9. Strengthen the organization and implementation
(27) Clarify the schedule. Governments in the pilot areas should combine with the actual situation and introduce the specific implementation program of the reform. The government should make clear the route map and time schedule of the reform, grasp the key tasks of reform, priorities, the way of propulsion, and achieve scientific measurement, classified policy implementation, practical operation and breakthrough. We should establish a national, provincial and municipal public hospital reform linkage mechanism in the pilot region, and ensure all public hospitals in the pilot region are included in the reform scope for overall propulsion. Counties and county-level cities in the area under administration should promote the reform according to the requirements of the country’s policy about county-level public hospitals. Comprehensive medical reform pilot provinces should give top priority to the reform of urban public hospitals; strengthen organization and leadership, policy guidance and supervision over it; make new breakthrough in making innovation in mechanism and systems, plan and promote the comprehensive reform of medical security, medical services, drug supply, public health and supervision system, and take the lead in realizing the overall objective of medical reform.
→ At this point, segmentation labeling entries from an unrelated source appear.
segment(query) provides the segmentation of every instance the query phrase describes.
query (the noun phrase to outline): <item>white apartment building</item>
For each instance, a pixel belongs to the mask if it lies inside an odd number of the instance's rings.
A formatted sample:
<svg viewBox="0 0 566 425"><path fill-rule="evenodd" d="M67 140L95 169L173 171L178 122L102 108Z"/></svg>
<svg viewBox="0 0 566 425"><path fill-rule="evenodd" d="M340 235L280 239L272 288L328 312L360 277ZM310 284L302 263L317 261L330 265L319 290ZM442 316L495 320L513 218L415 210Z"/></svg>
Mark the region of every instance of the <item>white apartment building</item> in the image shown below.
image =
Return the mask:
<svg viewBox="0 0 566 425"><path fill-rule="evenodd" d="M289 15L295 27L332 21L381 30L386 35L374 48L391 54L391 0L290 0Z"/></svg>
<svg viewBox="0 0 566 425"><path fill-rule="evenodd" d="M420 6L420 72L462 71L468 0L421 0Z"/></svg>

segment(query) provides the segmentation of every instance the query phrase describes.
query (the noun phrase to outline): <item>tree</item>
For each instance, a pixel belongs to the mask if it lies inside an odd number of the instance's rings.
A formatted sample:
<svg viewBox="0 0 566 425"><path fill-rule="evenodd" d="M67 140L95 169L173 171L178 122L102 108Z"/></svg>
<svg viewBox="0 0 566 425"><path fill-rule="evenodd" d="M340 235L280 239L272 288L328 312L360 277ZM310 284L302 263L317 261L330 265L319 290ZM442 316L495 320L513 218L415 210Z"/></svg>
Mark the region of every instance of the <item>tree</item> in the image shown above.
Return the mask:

(28) Strengthen organization security. All regions should take the reform of public hospitals as an important content of deepening reform in their places. Main leaders of pilot cities should undertake the overall responsibility and heads of each division shall under take the specific responsibility, decompose the work task around the public hospital reform policy, clarify duties of each department, and ensure the responsibilities implemented by every specific principal. The national and provincial level should also clarify the division of labor; relevant departments including health and family planning, finance, development reform, price, establishment, human resource social security, traditional Chinese medicine and education should perform their duties respectively, further emancipate the mind, strengthen support and guidance to local pilots, improve the supporting reform measures, cooperate closely and promote comprehensively.
(29) Strengthen supervision and evaluation. All provinces (autonomous regions, municipalities) should establish supervision, assessment, evaluation and accountability mechanisms to urge the pilot cities to propel the overall reform tasks, and include the public hospital reform work into the government performance assessment content of the pilot city. Relevant departments should enhance guidance to the work of urban public hospital reform pilots and develop a reform result evaluation target system. We also should explore making third-party assessment to the reform results of pilot cities; establish regular notification mechanism over the reform promotion circumstance of pilot cities and an exit mechanism, notify the provincial people’s government the regions that lag behind in the progress of reform, implement the accountability system, and take back the relevant subsidies.
(30) Make summary and publicity timely. All relevant departments should closely follow the progress of work, timely sum up experience, study and solve the problems in the reform. Relatively mature reform experience should be promoted and applied more quickly. All relevant departments should vigorously propagandize and interpret the reform policies and measures, intensity positive propaganda, rationally guide the public opinions and the masses’ expectation, build consensus, enhance confidence, and build a good atmosphere for reform. We should also do a good job in the propaganda and mobilization of medical staff, dig and broadcast advanced models, mobilize the medical staff’s enthusiasm and initiative in participating in the reform. We should also conduct policy training to leaders of governments at all levels, relevant departments and managers of public hospitals, improve their policy level and executive ability, and ensure the smooth promotion of the reform accordingly.